If I couldn't change my patient's fate, I could listen. So listened. Sometimes that's all I did. But I held no illusion that the listening I did was some kind of cure. No. In fact I sometimes thought everything we did in our clinic was, as I look back, probably as much a fiction as our patient's delusions and deliriums.
But the case that I'm about to describe in many ways undid my cynical outlook. Perhaps our destinies can be reconfigured. Perhaps odious, self destructive acts, as maligned as they seem, are the only path some have to redemption.
The story I relate involves a young man and woman both at that stage in life when our nature urges us to leave home and move out into the world- to launch our own lives. For the mentally ill, and their families, this is a particularly fragile time, one fraught with far more than the usual challenges with which they must contend.
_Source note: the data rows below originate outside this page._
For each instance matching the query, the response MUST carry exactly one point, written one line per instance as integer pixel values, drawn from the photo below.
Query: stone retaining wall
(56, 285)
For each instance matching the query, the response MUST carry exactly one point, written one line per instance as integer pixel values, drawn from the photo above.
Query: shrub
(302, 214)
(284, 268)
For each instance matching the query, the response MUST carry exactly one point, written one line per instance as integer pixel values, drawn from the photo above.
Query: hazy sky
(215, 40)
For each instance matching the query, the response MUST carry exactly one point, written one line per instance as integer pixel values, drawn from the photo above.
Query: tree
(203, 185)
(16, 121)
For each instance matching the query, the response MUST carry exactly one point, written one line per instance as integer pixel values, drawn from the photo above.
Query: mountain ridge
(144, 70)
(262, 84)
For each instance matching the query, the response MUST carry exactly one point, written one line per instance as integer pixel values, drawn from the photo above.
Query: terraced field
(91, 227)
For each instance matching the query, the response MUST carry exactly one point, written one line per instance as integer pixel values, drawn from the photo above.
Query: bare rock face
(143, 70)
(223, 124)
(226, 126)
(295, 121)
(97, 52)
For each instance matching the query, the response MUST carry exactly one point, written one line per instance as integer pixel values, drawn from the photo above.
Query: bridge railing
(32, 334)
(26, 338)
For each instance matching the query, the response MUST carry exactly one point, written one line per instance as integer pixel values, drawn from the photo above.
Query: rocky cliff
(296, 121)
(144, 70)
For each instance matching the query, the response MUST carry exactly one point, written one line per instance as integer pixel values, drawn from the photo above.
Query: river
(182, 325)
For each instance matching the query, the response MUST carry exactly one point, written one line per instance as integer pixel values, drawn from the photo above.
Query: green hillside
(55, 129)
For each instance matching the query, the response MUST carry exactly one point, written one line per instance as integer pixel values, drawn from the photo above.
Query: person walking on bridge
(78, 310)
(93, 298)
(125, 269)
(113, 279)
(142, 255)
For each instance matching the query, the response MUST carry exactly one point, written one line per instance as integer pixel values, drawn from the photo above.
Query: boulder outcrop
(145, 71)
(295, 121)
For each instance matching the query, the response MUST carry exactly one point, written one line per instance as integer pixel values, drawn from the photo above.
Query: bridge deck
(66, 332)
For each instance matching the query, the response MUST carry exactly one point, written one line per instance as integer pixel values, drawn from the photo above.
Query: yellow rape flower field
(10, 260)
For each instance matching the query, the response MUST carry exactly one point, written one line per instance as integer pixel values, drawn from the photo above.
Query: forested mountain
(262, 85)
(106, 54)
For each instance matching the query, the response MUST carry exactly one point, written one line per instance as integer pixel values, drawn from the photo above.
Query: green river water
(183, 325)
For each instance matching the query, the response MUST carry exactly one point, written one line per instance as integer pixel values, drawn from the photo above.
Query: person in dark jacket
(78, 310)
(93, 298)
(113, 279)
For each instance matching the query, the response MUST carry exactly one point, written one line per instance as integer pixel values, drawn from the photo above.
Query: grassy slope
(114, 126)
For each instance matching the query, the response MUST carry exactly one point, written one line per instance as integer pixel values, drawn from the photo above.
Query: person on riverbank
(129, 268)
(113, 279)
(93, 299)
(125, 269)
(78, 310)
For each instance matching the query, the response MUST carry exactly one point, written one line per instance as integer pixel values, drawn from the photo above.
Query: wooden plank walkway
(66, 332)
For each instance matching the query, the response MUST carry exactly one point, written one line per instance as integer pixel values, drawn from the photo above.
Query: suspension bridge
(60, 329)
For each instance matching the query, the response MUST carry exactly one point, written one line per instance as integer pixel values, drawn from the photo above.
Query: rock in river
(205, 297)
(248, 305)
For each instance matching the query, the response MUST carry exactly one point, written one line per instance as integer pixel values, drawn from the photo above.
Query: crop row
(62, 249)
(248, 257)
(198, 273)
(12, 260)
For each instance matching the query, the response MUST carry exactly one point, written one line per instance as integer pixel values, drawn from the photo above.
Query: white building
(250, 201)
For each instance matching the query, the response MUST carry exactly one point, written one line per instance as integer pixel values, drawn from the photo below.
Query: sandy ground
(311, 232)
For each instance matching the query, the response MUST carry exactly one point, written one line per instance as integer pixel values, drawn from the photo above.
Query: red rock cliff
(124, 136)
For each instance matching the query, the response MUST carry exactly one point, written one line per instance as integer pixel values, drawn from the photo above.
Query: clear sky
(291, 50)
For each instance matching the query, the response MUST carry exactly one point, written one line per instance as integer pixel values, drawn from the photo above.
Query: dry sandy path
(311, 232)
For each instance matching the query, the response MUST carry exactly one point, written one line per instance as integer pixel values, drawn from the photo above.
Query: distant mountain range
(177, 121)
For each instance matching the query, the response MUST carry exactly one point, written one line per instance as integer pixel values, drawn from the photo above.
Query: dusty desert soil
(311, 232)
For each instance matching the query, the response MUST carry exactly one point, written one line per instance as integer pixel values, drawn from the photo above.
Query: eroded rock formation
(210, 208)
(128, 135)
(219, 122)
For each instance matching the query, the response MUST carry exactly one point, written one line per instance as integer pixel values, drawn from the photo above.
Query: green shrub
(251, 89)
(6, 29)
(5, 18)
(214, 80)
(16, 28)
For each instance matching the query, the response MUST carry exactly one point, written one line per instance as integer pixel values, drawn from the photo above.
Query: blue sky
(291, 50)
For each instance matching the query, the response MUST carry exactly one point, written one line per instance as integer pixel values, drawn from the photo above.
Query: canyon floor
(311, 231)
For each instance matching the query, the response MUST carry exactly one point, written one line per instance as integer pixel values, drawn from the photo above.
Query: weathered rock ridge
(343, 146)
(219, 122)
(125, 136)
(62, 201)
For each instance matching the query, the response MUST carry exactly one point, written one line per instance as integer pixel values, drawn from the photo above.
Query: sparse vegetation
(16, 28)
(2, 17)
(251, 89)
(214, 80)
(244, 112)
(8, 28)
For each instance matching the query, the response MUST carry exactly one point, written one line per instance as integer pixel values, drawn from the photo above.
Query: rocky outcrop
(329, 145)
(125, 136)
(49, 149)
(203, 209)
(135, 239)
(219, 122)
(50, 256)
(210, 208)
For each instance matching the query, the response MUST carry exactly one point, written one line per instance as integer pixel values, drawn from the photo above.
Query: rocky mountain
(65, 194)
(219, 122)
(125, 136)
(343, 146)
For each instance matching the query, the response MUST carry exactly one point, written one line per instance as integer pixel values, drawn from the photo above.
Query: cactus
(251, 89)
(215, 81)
Ariel and Edward had been friends throughout high school until just before their graduation when a tragic event would seemingly separate them forever.
It was said that Edward, who I never met, was mostly a loner, except for his friendship with Ariel, who, a year after the tragic event, would become my patient.
I learned that Edward was studious, had a quick though gentle wit and the ability to see through to the essence of a problem and resolve it. While shy he could be direct and funny. He made Ariel laugh. He was clever she told me. He finished first in his class at Edmonds High School.
He'd been raised by his father, though he'd really raised himself. His mother passed away a few months after she had given birth to Edward. Her death was never fully explained. She was found peacefully lying lifeless, on the sofa in their small apartment one Sunday afternoon. There was no evidence of foul play.
Edward's father, Joseph, a veteran of the first Iraq war, just 21, never recovered from the loss of his wife. Not long after her death he had his first psychotic break. Diagnosed with schizophrenia, he worked odd jobs that he couldn't keep and eventually received small monthly disability payments. His sister drove him up to the VA hospital in Cleveland once a month. Throughout Edward's childhood his father was in and out of psychiatric facilities.
At one point Joseph received a moderate inheritance and bought a house on a busy intersection across from an empty industrial park at Archwood and Kelly. It was an oversized house for their needs. Edward had an upstairs bedroom, his father stayed downstairs.
As you might expect their relationship was troubled. Edward's father believed an evil spirit lived in the attic. He wrote letters to the spirit, made a bed of old sheets and pillows in the small hallway at the bottom of the stairway entry to the attic and slept there most nights. He slept there, he said, to protect his son from the evil spirit. Throughout Edward's childhood his father would leave for days and live on the street. Even as a young boy he would go out looking for his dad on the streets. Often he'd find him huddled in a corner in the abandoned truck depot across the street, mumbling incoherently. Edward would gently guide him home and feed and bathe him.
Edward's caretaking deepened as he got older but so did his resentment and desire to leave home. He planned to go to Ohio State in the fall with Ariel after they graduated from high school. But shortly before his graduation ceremony Edward's father had found a love letter his son had written to Ariel in which Edward had sweetly extolled the joy of their having shared a first kiss just the previous weekend. The note triggered a paranoid break. His father believed his son had been inhabited by the evil spirit he'd fought so hard to protect him from. His son was tainted.
Edward lost his patience with his father and for one of the few times in his life he raised his voice. "I'm leaving. You're crazy. Fucking crazy dad. I can't take it anymore. I going off to college soon and I'm never coming back."
Edward recounted this episode the last time he spoke to Ariel.
The night before his high school graduation ceremony his father murdered his son by hanging him from a rafter in their attic.
I met Ariel one year after Edward's murder.